Arts visuels  Jean-Robert Drouillard

Ce bois dont on fait les luttes

Dans le cadre d’une trilogie sur la jeunesse, le sculpteur québécois Jean-Robert Drouillard revient exposer à Montréal ses statues grandeur nature. Consacrée cette fois-ci à la jeunesse revendicatrice, sa nouvelle exposition est présentée au centre Circa jusqu’au 29 mars.

Inspiré par le printemps érable, Jean-Robert Drouillard a délaissé les panaches et les masques animaliers pour décliner son savoir-faire sur le thème des étudiants et des jeunes en quête de justice sociale.

Dans l’exposition Quelques particules de nous dans un accélérateur, dans un collisionneur, on retrouve avec plaisir ses sculptures en bois de tilleul sur le modèle des membres de sa famille, mais conjuguées à l’universel. « J’avais envie que cette théâtralité soit puisée dans mes fils et leurs amis pour porter un regard sur la jeunesse interpellée par les manifestations de 2012, dit l’artiste de 43 ans.
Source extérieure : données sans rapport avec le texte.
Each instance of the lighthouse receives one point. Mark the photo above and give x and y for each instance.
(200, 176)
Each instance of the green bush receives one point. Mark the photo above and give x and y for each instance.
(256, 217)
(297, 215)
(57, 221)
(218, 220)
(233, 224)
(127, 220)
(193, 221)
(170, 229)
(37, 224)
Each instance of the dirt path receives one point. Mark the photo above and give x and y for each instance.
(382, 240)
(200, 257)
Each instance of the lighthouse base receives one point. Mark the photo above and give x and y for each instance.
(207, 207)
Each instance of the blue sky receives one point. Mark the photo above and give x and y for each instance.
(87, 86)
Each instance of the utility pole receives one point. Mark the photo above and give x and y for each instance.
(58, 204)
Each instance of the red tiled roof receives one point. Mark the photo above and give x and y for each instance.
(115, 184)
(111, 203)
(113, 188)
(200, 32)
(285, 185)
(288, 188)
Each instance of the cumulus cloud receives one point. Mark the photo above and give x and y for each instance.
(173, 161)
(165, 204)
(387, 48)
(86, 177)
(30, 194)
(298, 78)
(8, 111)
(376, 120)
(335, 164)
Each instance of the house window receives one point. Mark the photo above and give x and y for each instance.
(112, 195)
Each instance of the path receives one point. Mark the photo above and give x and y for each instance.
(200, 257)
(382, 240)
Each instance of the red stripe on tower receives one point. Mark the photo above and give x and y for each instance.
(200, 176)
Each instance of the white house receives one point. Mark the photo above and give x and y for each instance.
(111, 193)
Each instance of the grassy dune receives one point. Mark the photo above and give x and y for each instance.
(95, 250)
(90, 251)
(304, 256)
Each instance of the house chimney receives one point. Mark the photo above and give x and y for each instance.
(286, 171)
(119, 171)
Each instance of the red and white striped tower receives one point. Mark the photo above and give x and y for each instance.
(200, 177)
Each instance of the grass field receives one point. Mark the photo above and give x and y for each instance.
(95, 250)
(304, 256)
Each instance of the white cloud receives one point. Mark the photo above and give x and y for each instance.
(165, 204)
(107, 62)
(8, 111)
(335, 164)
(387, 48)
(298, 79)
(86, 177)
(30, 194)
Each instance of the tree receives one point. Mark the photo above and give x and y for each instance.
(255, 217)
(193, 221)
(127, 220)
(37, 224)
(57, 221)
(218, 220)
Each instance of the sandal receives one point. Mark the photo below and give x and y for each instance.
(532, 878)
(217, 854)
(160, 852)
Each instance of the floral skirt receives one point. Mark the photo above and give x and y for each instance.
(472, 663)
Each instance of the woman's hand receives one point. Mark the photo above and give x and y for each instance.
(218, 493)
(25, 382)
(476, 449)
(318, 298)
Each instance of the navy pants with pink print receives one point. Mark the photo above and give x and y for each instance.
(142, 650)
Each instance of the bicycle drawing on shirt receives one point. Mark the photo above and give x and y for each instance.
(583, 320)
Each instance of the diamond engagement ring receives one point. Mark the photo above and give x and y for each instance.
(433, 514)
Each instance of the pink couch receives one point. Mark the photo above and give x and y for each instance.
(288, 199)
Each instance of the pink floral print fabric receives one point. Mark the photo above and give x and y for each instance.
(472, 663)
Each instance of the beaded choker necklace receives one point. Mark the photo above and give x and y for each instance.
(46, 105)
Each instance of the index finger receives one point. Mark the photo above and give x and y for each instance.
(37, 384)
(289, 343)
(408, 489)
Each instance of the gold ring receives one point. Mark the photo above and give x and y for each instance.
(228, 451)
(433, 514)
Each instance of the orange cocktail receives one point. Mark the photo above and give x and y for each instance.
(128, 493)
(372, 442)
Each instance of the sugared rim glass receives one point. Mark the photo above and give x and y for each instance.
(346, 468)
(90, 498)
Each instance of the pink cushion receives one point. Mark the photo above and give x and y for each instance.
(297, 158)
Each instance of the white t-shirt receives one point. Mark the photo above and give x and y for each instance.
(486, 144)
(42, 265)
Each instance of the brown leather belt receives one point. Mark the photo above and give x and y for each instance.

Je la trouve belle, la jeunesse d’aujourd’hui. »

Dans la grande salle de Circa, le visiteur est accueilli par Jeune poète tatoué, statue réaliste d’un ado androgyne qui tend le bras gauche, la main en signe d’arrêt, comme une prière d’en finir avec les bêtises du monde. Sa tête est coiffée d’une tuque ayant la forme d’un bonnet phrygien, porté comme un symbole de liberté et de civisme lors de la guerre d’indépendance des États-Unis (on la retrouve sur le drapeau de l’État de New York) et durant la Révolution française.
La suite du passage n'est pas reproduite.